Playing for the future
Violist Mary Hammann, from the Metropolitan Opera Orchestra, surveys audience members packed into a room at Rudolf Steiner School on East 79th Street, where she and other orchestra musicians played a benefit concert Sunday for a group of youths suing the federal government over climate change inaction. Photo: Kevin Breuninger
Alex Loznak, 20, a Columbia University student and plaintiff in a federal lawsuit against the federal government over climate change inaction, details the suit and its merits prior to a benefit concert to raise funds for the court action. Photo: Kevin Breuninger
NYC Council Member Dan Garodnick performs narration of "Peter and the Wolf" with MetOrchestra musicians at benefit for climate change advocacy group Our Children's Trust at Rudolph Steiner School. Photo: Walter Karling
Musicians from the Metropolitan Opera Orchestra help raise funds for a climate lawsuit
BY KEVIN BREUNINGER
Musicians from the Metropolitan Opera Orchestra played a familiar tune for an unusual reason in an unfamiliar setting on the Upper East Side over the weekend.
A crowd of about 100 gathered at the Rudolf Steiner School on East 79th Street to hear the pickup orchestra play Prokofiev’s “Peter and the Wolf” at a benefit concert for a nonprofit helping a group of youths suing the federal government over climate change.
The small concert hall on the second floor of the school held seating for about 80, meaning some parents had to hold their children on their laps for the performance.
The audience was enthusiastic about the rousing version of Prokofiev’s musical tale — no small feat, considering that the MET players had performed two operas the previous day, “La Traviata” and “Romeo et Juliette,” and didn’t reach final curtain until after 11:30 p.m.
“We have a very difficult schedule, and to come early on a Sunday to play, you have to be pretty motivated to do it,” violinist Elena Barere said.
Some MET musicians, such as clarinet player Jessica Phillips, liked the idea of bringing their music out of Lincoln Center and into the neighborhood.
“We’re looking to get out in the community and do broader outreach within New York City,” Phillips said. “We’re not political activists, but we also believe in children and their future.”

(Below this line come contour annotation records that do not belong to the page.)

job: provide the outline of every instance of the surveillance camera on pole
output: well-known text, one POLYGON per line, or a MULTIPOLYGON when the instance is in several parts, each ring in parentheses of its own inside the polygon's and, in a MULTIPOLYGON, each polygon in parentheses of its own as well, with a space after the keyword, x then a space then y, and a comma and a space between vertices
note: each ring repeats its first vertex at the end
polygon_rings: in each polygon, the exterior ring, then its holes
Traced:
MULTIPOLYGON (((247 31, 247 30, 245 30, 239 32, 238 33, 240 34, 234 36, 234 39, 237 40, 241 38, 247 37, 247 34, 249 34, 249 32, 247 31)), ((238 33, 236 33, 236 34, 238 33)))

“We’ve done ‘Peter and the Wolf’ performances quite a few times,” said Mary Hammann, a MET violist who came up with the idea for the concert. “But in terms of an overt political act, if you can call it that, it would be the first time that I know of.”
In the wake of the presidential election, Hammann wanted to do something to combat climate change. “After November’s election, I thought, how can I use my skills, what I do for a living, what I love, to help?” Hammann said. “To me, global warming doesn’t seem like a political thing. It seems like, at the very least, quality of life.”
Hammann reached out to the environmental advocacy group Our Children’s Trust and her neighbor Robyn Watts, a parent at Rudolf Steiner, to organize the concert.
Watts said that ticket sales, along with baked goods and plants sold by fifth-grade students outside the auditorium, raised $1,757 in donations for the lawsuit. In addition, Alex Loznak, 20, a Columbia University student and a plaintiff in the court case, said an anonymous audience member donated $5,500.
Before the performance, Loznak updated the audience on the case.
The federal lawsuit was originally filed during the Obama administration by 21 plaintiffs from ages 9 to 20 through Our Children’s Trust. The Oregon-based group claimed that the federal government’s role in causing climate change violates Americans’ constitutional rights to life, liberty and property, broadly covered under the Ninth Amendment. He said the suit asks the court to order the government to reduce carbon emissions by about 3 percent per year, or roughly 80 percent by 2050.
“All of these constitutional rights apply to young people, they apply to children, they apply to future generations,” Loznak said. “I don’t want to be too dramatic, but it’s the survival of our country and the survival of the constitution itself.”
Loznak, along with 10 of the other plaintiffs, is an Oregon native. He said he got involved with Our Children’s Trust when his community spoke out against a proposal for a pipeline set to go through his hometown.
“The lawsuit challenges the aggregate actions of the federal government,” Loznak said, “but it also specifically challenges this pipeline.”
A judge rejected an Obama administration motion to dismiss the case in November, clearing the way for trial. Last week, the Trump administration filed another motion to overturn the lawsuit.
A number of people from Our Children’s Trust said Trump’s anti-environmental rhetoric heightened their concerns.
“I think one of the most concerning things about this rhetoric is the message it sends around the world – that we might potentially pull out of any agreement that we’ve reached on the international level,” said Coreal Riday-White, 38, an attorney for the organization. “This kind of rhetoric around denialism, it is a concerning development.”